JDBC Connector allow you to execute any SQL statement using Apache Spark.
To add JDBC connector dependency to your sbt build:
libraryDependencies += "com.github.music-of-the-ainur" %% "jdbc-almaren" % "0.0.6-3.4"
To run in spark-shell:
For scala-version(2.12):
spark-shell --master "local[*]" --packages "com.github.music-of-the-ainur:almaren-framework_2.12:0.9.10-3.4,com.github.music-of-the-ainur:jdbc-almaren_2.12:0.0.6-3.4"
For scala-version(2.13):
spark-shell --master "local[*]" --packages "com.github.music-of-the-ainur:almaren-framework_2.13:0.9.10-3.4,com.github.music-of-the-ainur:jdbc-almaren_2.13:0.0.6-3.4"

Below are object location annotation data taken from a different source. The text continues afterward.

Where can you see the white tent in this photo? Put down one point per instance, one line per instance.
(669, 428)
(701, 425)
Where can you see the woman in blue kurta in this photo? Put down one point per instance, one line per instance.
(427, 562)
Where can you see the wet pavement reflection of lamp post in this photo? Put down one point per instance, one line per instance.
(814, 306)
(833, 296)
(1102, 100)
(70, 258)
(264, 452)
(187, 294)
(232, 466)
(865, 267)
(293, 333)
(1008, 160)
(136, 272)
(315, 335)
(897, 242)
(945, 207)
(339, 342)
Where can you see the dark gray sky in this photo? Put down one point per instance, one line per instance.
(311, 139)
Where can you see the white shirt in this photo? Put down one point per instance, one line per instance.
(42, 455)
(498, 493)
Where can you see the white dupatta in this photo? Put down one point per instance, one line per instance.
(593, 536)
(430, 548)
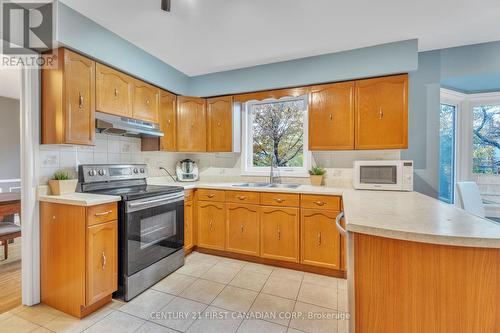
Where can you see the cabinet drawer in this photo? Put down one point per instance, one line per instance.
(243, 197)
(320, 202)
(211, 195)
(279, 199)
(101, 213)
(188, 195)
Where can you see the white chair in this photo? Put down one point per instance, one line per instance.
(471, 198)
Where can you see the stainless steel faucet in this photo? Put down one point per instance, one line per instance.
(274, 175)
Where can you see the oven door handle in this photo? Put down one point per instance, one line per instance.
(149, 202)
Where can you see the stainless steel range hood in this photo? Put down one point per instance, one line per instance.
(116, 125)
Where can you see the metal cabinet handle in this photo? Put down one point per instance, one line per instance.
(380, 113)
(80, 100)
(103, 213)
(104, 261)
(339, 217)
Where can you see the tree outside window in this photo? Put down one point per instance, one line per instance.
(486, 140)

The connector is also available from the
Maven Central
repository. It can be used using the --packages option or the
spark.jars.packages configuration property. Use the following value
| version | Connector Artifact | 
|---|---|
| Spark 3.4.x and scala 2.13 | com.github.music-of-the-ainur:jdbc-almaren_2.13:0.0.6-3.4 | 
| Spark 3.4.x and scala 2.12 | com.github.music-of-the-ainur:jdbc-almaren_2.12:0.0.6-3.4 | 
| Spark 3.3.x and scala 2.13 | com.github.music-of-the-ainur:jdbc-almaren_2.13:0.0.6-3.3 | 
| Spark 3.3.x and scala 2.12 | com.github.music-of-the-ainur:jdbc-almaren_2.12:0.0.6-3.3 | 
| Spark 3.2.x and scala 2.12 | com.github.music-of-the-ainur:jdbc-almaren_2.12:0.0.6-3.2 | 
| Spark 3.1.x and scala 2.12 | com.github.music-of-the-ainur:jdbc-almaren_2.12:0.0.6-3.1 | 
| Spark 2.4.x and scala 2.12 | com.github.music-of-the-ainur:jdbc-almaren_2.12:0.0.6-2.4 | 
| Spark 2.4.x and scala 2.11 | com.github.music-of-the-ainur:jdbc-almaren_2.11:0.0.6-2.4 | 
import com.github.music.of.the.ainur.almaren.Almaren
import com.github.music.of.the.ainur.almaren.builder.Core.Implicit
import com.github.music.of.the.ainur.almaren.jdbc.JDBC.JDBCImplicit
import spark.implicits._
 val almaren = Almaren("jdbc-almaren")
 val updateSourceDf = Seq(
    ("John", "Jones"),
    ("David", "Smith"),
    ("Michael", "Lee"),
    ("Chris", "Johnson"),
    ("Mike", "Brown")
  ).toDF("first_name", "last_name")
  val updateQuery = "UPDATE person_info set first_name = ? where last_name = ?"
  almaren.builder
    .sourceDataFrame(updateSourceDf)
    .sql("select monotonically_increasing_id() as __ID__,first_name,last_name from __TABLE__")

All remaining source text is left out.